Um dia serei um amor decomposto ... em cinzas.
(Espero.)
Quanto às larvas"libertinas"... talvez beijem-me em pensamentos,e corroerão meu ser ...
Sem mortes ...
Vivo a lembrar-te.
Que será de ti?
Que há de mim?
Saudade é como verme-faminto ... faz estragos ...quando a falta de,toma os pulsos, e faz direção,buscando momentos.
Saudade agora, é verme!
Come-me,devagar ...
E tem formas,um corpo,uma alma que não pude tocar ...
Bem quis te amar ... bem quis ... e, amei-te a cada palavra,a cada olhar,a cada toque.

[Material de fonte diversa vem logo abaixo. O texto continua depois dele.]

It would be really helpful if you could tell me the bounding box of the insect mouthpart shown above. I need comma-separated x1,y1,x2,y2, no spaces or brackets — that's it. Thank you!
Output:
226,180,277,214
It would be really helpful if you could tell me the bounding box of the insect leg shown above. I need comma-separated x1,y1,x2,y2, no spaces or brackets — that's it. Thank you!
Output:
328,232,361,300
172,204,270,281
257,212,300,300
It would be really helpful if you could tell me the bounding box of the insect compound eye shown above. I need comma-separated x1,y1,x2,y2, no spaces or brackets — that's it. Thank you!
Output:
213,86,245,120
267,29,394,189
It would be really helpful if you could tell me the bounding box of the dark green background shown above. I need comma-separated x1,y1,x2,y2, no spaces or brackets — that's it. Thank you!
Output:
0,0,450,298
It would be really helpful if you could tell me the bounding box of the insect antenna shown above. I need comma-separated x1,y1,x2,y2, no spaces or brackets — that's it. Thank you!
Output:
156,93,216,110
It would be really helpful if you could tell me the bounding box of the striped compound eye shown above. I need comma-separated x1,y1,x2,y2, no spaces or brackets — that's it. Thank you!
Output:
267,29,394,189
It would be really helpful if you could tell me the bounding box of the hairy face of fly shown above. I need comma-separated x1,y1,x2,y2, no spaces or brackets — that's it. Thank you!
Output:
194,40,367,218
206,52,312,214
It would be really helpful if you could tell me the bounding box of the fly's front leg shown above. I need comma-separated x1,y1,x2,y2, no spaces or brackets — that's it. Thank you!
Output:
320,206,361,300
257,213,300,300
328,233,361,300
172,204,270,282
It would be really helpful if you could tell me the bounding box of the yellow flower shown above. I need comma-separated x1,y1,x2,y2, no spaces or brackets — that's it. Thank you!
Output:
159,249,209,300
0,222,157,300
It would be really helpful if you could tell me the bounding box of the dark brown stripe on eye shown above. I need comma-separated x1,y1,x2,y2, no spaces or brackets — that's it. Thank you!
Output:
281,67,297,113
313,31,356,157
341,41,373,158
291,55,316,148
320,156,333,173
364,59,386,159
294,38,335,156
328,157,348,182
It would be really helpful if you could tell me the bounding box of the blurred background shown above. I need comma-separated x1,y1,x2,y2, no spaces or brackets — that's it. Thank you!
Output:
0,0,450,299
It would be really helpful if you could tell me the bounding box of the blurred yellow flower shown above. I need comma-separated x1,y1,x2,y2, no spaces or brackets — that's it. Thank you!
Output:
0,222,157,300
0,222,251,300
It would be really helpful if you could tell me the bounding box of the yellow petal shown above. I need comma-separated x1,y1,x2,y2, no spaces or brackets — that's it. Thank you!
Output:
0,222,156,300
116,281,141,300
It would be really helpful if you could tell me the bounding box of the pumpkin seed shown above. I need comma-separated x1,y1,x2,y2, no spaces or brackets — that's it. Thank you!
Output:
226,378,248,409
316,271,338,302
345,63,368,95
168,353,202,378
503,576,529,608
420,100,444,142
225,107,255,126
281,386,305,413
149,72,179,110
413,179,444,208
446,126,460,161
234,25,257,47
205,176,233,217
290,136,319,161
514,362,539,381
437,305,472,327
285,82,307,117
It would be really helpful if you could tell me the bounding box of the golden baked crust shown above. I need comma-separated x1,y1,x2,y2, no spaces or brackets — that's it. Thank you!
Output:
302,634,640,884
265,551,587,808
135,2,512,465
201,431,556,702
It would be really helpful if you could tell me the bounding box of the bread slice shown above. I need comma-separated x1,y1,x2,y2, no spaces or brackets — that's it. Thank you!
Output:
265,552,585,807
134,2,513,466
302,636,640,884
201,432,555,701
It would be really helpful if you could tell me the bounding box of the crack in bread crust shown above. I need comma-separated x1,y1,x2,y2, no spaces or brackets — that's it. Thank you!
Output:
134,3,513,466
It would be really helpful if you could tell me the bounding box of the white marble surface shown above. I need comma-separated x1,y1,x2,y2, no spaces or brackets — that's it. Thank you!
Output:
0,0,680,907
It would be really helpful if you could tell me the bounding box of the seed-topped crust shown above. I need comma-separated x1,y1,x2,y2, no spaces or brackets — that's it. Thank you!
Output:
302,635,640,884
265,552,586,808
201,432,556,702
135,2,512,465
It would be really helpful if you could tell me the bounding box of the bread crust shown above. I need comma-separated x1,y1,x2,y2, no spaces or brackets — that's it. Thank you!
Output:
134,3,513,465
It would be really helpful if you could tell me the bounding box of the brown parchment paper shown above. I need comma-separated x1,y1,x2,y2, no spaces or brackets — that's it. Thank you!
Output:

Nos solitários pensamentos ... dedilho as teclas,qual acordes de um violão ... formo palavras,que me despem ... E infinda dor,cobre-me.
Assim o é.
Agora, ao relembrar poesia,essência-criativa , do admirável Baudelaire ... ressuscitei a tua imagem.
Beijo-a como foto antiga e sorrio em dor.
Dor da saudade.
Dor por tua boca muda ... que poderia muito bem estar beijando a minha.
Assim o é!

Tata Junq

( Uma Alma Feminina.)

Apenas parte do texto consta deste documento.